I have the following function which will be evaluated thousands of times in a for loop. This function will generate a vector. Each element in this vector is computed by some algebra of some elements in two different matrices, which are decided by the index in H_sim_market. I wonder if there is a smarter way to code this function?
function fun_1_b(z_agent_k_matrix::Matrix{Float64}, z_agent_kk_matrix::Matrix{Float64}, H_sim_market::Vector{CartesianIndex{2}})
z_1_b = Vector{Float64}(undef, length(H_sim_market))
counter = 1
for (i,j) in Tuple.(H_sim_market)
z_1_b[counter] = z_agent_k_matrix[i,j] * (sum(z_agent_kk_matrix[:,j])-z_agent_kk_matrix[i,j])
counter += 1
end
return z_1_b
end
One quick performance tip is to move the allocation of z_1_b outside of the function and pass it in to fun_1_b! (note: rename it so you know it’s mutating). Your allocations should go down dramatically, and you should see some gain (please post benchmarks!)
Advantage is that since you’re mutating z_1_b you don’t even have to return it , though this shouldn’t impact performance.
You should split the two loops and compute the sum sum(z_agent_kk_matrix[:,j]) using a view ( sum(view(z_agent_kk_matrix,:,j))) just once per j in the outer loop.
You should provide example input for the function to make it possible to test, and thereby much easier to improve.
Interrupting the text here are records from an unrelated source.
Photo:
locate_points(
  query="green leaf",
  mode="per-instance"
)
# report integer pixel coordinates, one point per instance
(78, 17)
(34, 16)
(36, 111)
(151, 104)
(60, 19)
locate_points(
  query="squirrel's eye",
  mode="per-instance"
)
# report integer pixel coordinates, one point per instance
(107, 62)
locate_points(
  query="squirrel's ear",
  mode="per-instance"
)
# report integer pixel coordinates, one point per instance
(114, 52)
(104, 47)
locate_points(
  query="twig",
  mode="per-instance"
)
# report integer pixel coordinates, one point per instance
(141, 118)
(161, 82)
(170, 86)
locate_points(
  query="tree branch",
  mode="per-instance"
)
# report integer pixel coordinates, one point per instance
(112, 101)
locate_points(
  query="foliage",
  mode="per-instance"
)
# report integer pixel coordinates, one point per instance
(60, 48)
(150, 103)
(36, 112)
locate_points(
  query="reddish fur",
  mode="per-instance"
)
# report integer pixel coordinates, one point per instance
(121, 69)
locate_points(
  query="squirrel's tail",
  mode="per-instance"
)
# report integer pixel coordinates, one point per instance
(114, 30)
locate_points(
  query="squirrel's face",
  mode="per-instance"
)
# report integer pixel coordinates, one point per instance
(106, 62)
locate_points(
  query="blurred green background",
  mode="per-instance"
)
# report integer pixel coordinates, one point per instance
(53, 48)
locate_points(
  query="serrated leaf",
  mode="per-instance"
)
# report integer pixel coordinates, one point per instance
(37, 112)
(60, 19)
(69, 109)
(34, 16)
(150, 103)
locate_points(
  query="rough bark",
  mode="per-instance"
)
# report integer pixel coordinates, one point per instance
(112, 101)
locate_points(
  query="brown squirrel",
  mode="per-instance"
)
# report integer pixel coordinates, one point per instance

(Also, long and similar-looking variable names make the code hard to read: z_agent_k_matrix and z_agent_kk_matrix are almost visually indistinguishable. Short variable names are preferable unless the names provide some insight into the algorithm, which does not seem to be the case here.)
The usual advice is to reduce allocations, especially in a loop. An array slice a[i:j] is, by default, allocating and makes a copy of data rather than view into the parent array.
function fun_1_b(z_agent_k_matrix::Matrix{Float64}, z_agent_kk_matrix::Matrix{Float64}, H_sim_market::Vector{CartesianIndex{2}})
# assuming that we *want* to allocate the output
z_1_b = similar(H_sim_market, Float64)
# pre-allocate views for columns
z_agent_kk_cols = eachcol(z_agent_kk_matrix)
for counter in eachindex(H_sim_market)
# destructure indices here to avoid allocation in `Tuple.(H)`
i, j = Tuple(H_sim_market[counter])
z_1_b[counter] = z_agent_k_matrix[i,j] * (sum(z_agent_kk_cols[j])-z_agent_kk_matrix[i,j])
end
return z_1_b
end
If H_sim_market contains all indices of z_agent_kk_matrix, or at least each column multiple times, then it makes sense to precompute all column sums:
...
z_agent_kk_sums = sum(z_agent_kk_matrix, dims=1)
for ...
...
z_1_b[counter] = z_agent_k_matrix[i,j] * (z_agent_kk_sums[j]-z_agent_kk_matrix[i,j])
end
I took the liberty to rewrite the function with shorter variable names, just to show how much easier it is to read. I couldn’t see what it was doing before I replaced the variable names (I also changed H’s type to AbstractVector, since otherwise it won’t accept CartesianIndices):
function foo(A::Matrix, B::Matrix, H::AbstractVector{CartesianIndex{2}})
z = similar(A, size(H))
for (i, ind) in enumerate(H)
z[i] = A[ind] * ( sum(B[:, ind[2]]) - B[ind] )
end
return z
end
Note that you don’t have to unpack CartesianIndex into a tuple. This is the point of CartesianIndex really, to make multidimensional indexing simpler and more elegant.
Or, maybe just:
function bar(A, B, indices)
[A[ind] * (sum(B[:, ind[2]]) - B[ind]) for ind in indices]
end